- Operating System: MacOS
- brms Version: 2.14.4
When I fit a model to truncated data using trunc()
, the parameter summary does a good job capturing the data-generating values. However, the fitted lines from conditional_effects()
and fitted()
do not seem to be based on these values. What am I missing?
Example:
library(tidyverse)
library(brms)
# populaiton n
n <- 1e6
# set the population parameters for y based on a simple linear model
b0 <- 0
b1 <- 0.5
sigma <- 1
# simulate
set.seed(1)
d <-
# the predictor x is a standard normal
tibble(x = rnorm(n, mean = 0, sd = 1)) %>%
# compute y
mutate(y = rnorm(n, mean = b0 + b1 * x, sd = 1))

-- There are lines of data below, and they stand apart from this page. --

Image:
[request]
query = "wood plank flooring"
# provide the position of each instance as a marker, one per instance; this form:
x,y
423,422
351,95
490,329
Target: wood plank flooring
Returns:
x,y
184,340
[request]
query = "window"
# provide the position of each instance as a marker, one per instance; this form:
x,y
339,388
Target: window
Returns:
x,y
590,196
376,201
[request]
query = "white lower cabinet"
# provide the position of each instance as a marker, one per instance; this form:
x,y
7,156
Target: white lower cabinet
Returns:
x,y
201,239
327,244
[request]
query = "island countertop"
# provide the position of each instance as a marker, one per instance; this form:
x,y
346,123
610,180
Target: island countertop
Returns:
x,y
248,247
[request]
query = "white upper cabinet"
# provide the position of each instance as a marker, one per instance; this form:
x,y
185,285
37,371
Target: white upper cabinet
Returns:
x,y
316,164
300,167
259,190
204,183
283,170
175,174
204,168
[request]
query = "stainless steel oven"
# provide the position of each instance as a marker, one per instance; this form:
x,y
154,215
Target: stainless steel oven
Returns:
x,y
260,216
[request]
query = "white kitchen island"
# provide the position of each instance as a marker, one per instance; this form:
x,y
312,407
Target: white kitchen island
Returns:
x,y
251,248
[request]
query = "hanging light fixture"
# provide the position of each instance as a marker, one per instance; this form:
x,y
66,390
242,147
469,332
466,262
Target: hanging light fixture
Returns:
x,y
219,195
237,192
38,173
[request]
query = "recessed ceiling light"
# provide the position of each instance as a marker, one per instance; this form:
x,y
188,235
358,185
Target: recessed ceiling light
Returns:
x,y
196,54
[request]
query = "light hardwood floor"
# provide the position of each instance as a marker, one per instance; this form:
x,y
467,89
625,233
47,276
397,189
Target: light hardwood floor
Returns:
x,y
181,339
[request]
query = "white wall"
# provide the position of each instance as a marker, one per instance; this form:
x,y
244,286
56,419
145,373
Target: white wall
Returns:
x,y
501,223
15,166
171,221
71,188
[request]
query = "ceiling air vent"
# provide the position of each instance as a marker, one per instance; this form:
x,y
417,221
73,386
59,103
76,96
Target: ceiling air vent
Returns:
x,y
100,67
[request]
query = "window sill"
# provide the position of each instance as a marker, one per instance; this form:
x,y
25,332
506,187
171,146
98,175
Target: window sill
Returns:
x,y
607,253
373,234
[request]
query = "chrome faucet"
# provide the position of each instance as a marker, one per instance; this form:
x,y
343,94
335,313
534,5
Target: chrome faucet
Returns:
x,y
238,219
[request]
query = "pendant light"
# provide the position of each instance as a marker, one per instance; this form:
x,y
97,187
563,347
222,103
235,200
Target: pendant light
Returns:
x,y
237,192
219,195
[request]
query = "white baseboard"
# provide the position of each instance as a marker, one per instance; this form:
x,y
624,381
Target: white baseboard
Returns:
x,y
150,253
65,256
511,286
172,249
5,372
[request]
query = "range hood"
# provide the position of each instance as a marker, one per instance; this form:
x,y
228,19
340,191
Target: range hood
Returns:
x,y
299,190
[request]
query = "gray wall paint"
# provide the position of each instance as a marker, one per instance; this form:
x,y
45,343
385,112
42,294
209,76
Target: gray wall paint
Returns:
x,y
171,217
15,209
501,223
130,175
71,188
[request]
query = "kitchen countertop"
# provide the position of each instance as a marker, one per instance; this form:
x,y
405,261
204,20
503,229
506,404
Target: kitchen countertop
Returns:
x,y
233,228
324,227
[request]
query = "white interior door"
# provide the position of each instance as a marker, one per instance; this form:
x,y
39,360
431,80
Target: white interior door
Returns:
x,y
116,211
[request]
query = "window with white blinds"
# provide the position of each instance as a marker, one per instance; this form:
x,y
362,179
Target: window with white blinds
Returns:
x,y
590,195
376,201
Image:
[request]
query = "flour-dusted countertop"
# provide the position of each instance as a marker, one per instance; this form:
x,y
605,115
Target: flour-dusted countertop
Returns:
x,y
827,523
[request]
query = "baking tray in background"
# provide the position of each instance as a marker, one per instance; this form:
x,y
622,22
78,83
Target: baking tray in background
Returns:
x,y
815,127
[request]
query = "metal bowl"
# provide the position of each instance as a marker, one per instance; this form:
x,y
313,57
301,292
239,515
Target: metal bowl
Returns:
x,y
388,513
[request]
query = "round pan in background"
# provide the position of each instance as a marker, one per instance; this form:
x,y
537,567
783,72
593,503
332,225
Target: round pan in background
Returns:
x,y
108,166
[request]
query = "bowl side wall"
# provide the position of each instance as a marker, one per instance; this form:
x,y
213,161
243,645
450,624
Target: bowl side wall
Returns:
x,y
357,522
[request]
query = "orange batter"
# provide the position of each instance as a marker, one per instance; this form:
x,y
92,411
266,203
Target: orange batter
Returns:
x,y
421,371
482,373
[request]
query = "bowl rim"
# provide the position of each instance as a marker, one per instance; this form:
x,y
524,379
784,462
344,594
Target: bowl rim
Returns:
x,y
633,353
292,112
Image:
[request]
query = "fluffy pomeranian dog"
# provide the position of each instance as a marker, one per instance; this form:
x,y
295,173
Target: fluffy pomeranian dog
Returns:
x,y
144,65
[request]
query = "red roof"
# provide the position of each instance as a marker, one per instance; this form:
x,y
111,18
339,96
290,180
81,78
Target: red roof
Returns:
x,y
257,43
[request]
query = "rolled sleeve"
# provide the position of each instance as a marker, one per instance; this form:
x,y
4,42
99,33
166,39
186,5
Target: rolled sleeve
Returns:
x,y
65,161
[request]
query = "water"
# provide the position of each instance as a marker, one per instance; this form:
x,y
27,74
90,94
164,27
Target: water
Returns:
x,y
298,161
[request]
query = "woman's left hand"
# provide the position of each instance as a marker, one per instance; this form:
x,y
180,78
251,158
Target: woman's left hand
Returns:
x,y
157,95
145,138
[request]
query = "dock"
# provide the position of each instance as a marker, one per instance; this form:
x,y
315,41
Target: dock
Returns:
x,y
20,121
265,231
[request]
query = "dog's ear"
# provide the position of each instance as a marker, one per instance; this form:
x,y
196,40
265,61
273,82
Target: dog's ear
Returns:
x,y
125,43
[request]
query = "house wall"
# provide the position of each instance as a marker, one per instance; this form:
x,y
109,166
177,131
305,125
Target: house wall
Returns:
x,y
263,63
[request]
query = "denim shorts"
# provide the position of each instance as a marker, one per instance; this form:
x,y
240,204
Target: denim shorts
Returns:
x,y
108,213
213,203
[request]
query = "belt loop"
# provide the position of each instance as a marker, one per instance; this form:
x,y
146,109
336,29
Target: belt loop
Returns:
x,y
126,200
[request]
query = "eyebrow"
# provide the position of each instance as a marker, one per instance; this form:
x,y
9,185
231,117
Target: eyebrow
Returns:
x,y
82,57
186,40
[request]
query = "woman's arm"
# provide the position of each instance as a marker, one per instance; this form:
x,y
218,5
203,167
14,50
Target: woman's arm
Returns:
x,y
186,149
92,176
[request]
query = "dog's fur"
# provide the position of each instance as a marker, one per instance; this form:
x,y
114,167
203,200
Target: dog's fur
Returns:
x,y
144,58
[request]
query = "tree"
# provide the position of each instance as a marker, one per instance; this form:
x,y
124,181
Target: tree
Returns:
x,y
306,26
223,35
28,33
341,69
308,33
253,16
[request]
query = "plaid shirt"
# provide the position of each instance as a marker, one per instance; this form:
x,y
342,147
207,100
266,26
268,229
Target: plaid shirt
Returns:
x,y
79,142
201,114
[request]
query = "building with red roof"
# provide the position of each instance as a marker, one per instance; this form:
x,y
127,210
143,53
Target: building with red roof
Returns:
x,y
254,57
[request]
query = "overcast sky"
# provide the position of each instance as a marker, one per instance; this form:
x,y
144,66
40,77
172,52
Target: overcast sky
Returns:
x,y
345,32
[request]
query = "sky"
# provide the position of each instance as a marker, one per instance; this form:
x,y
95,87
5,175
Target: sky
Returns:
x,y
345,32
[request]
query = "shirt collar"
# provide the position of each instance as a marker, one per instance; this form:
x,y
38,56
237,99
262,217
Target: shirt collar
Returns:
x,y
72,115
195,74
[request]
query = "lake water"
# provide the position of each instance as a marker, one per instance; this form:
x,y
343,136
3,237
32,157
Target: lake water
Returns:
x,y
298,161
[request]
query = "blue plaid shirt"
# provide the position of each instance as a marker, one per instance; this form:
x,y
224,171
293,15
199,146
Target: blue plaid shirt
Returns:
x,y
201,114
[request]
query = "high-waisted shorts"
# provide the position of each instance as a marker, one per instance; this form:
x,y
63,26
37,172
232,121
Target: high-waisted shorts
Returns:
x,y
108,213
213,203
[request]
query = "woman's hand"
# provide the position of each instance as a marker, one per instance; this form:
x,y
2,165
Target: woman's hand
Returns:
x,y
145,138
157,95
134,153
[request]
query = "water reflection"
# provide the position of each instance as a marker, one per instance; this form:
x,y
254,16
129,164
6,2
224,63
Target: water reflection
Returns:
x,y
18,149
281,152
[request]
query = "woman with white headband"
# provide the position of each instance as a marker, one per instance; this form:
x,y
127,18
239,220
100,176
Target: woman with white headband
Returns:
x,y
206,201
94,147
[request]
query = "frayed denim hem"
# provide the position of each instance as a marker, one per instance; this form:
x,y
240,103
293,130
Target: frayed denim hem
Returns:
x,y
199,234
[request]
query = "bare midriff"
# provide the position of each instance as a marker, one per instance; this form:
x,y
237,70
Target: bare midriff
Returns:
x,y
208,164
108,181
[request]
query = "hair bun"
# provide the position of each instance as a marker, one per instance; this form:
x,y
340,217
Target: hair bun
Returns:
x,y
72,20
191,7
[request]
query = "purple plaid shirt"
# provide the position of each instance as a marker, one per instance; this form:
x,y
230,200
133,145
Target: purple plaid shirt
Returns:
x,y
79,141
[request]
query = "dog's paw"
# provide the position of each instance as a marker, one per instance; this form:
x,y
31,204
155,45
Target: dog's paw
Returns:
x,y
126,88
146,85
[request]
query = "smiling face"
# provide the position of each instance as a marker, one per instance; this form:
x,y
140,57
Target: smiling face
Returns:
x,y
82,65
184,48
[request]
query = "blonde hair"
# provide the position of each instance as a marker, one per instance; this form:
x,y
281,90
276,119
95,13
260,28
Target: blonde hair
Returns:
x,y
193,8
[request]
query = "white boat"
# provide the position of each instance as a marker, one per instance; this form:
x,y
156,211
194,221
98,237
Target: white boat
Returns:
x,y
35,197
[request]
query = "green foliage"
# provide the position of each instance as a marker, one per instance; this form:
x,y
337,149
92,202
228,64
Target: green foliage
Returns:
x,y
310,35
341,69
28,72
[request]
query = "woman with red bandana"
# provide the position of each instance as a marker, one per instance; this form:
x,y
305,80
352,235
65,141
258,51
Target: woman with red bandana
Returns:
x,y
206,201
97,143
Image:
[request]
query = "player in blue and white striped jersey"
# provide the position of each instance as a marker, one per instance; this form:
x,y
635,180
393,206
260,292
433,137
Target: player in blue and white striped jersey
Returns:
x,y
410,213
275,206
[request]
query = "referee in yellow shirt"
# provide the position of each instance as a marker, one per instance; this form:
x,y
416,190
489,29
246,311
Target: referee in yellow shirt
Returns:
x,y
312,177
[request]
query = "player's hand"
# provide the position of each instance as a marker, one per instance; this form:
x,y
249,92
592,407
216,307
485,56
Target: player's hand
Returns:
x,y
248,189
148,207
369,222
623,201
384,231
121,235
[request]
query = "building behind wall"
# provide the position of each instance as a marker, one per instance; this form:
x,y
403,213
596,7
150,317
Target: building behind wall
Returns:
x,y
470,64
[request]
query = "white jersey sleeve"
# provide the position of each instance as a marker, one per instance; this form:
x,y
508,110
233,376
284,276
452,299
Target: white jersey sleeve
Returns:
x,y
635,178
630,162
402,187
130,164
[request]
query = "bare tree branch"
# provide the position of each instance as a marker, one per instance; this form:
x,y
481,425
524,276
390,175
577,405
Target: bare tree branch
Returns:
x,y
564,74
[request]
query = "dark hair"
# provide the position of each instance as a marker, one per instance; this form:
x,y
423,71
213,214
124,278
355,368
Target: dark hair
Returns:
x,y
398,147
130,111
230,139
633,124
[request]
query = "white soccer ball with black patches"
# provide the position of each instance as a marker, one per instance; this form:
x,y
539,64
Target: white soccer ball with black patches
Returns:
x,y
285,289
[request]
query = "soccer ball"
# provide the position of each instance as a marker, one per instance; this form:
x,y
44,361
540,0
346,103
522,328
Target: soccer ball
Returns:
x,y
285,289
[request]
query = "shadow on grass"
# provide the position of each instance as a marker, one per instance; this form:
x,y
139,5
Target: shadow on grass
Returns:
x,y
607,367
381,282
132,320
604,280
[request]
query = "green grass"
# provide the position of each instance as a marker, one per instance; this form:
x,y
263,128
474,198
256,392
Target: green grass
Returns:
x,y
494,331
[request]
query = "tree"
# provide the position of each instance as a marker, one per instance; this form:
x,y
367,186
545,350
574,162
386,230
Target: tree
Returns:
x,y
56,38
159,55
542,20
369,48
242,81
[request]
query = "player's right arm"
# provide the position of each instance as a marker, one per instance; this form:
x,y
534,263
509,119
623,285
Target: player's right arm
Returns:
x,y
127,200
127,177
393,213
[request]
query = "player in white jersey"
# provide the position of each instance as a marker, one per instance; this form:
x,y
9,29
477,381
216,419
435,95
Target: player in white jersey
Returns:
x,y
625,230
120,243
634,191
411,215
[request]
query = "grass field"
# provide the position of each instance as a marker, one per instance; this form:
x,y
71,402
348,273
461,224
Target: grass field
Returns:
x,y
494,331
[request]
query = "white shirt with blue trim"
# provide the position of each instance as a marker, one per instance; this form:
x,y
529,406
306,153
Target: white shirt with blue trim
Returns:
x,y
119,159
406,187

Now truncate the population by discarding any y
values less than or equal to -1.
d_t <-
d %>%
filter(y > -1)
About 81% of the original cases remain. Now take a random sample of n = 1{,}000 from the truncated population.
set.seed(1)
d_t_1e3 <-
d_t %>%
sample_n(size = 1e3)
Fit a model on the truncated data using the y | trunc(lb = -1)
syntax in the formula
argument.
m1 <-
brm(data = d_t_1e3,
y | trunc(lb = -1) ~ 1 + x,
cores = 4, chains = 4)
The model summary suggests the model did a pretty okay job capturing the true values from the simple linear model that generated the original data,
print(m1)
Family: gaussian
Links: mu = identity; sigma = identity
Formula: y | trunc(lb = -1) ~ 1 + x
Data: d_t_1e3 (Number of observations: 1000)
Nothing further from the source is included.